Avoid These Mistakes
Using your best month's stats, not your real average
A win rate pulled from your best streak overstates your actual edge — use a full trading journal average, ideally across 50+ trades, not a cherry-picked sample.
Ignoring a negative expectancy and hoping variance saves you
If expectancy is negative, a "high enough" pass probability from lucky variance doesn't mean the strategy works — it means you got lucky once. Fix the edge before paying for another attempt.
Treating the percentage as exact
This is a simulation based on simplifying assumptions (see the worked example above), not a certified probability — a 65% estimate and a 70% estimate aren't meaningfully different in practice.
Frequently Asked Questions
What is Monte Carlo simulation?
Monte Carlo simulation runs thousands of random trade sequences using your average statistics to estimate the probability of a given outcome. With 2,000 simulations, each using your win rate and R:R randomly, it shows the percentage of scenarios where you passed the challenge without breaching drawdown.
What win rate and R:R do I need to pass?
A positive expectancy is required: (Win Rate × RR) - Loss Rate > 0. Example: 50% WR with 1:1.5 RR gives expectancy of 0.25R per trade — positive. Common passing combos: 55% WR + 1:1.5 RR, 45% WR + 1:2 RR, 60% WR + 1:1.2 RR.
Why might I fail even with a positive edge?

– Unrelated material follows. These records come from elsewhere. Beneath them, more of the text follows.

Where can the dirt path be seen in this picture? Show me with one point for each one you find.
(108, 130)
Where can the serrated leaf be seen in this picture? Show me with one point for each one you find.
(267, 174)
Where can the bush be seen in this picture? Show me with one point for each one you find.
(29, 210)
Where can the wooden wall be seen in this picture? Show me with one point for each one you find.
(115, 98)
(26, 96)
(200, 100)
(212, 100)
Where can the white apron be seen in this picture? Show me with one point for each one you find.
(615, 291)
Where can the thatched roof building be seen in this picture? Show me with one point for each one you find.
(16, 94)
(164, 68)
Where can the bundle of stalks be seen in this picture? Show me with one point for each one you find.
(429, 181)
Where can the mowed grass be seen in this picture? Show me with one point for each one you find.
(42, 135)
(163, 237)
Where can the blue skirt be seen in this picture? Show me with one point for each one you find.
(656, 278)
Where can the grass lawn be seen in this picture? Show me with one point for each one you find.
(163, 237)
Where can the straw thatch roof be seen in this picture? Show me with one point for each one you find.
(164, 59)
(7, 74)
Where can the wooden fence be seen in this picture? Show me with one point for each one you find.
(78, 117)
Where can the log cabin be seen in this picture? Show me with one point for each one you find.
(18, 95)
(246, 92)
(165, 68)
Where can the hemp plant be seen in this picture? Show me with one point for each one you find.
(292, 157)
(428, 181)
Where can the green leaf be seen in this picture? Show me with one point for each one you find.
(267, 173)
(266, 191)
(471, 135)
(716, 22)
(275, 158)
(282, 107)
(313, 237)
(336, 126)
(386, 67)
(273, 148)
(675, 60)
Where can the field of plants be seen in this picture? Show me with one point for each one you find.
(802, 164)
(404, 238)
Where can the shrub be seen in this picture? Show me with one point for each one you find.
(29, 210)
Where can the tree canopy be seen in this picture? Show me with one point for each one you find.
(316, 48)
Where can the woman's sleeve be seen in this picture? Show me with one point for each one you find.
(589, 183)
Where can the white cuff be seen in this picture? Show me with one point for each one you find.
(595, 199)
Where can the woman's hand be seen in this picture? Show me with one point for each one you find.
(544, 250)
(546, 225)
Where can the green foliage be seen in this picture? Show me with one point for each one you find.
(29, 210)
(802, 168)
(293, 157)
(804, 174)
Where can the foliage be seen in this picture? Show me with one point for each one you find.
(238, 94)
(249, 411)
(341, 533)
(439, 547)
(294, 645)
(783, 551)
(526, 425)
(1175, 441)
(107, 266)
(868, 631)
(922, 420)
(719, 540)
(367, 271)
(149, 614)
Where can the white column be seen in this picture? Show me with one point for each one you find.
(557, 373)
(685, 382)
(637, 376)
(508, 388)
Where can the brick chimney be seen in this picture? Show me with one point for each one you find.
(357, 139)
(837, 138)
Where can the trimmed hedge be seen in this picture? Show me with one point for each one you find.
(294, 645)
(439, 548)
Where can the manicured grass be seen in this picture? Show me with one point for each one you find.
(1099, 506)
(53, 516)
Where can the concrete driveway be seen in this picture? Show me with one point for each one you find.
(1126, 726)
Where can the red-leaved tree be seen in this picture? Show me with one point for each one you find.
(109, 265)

Even with a positive edge, variance can create losing streaks that breach the drawdown limit. With 1% risk per trade and a 10% max drawdown, you can only sustain 10 consecutive losses before failing. Reducing risk per trade gives your edge more room to play out.
References
📊 Your trading journal
Win rate and R:R inputs are only useful if they reflect your real, logged trading history — a spreadsheet or journal covering at least 50+ trades gives a far more reliable input than memory or a single good week.
📄 Your firm's official rules page
Drawdown methodology (static vs. trailing), profit target, and time limits are set by each firm — confirm current rules directly rather than assuming this simulation's assumptions match your specific plan exactly.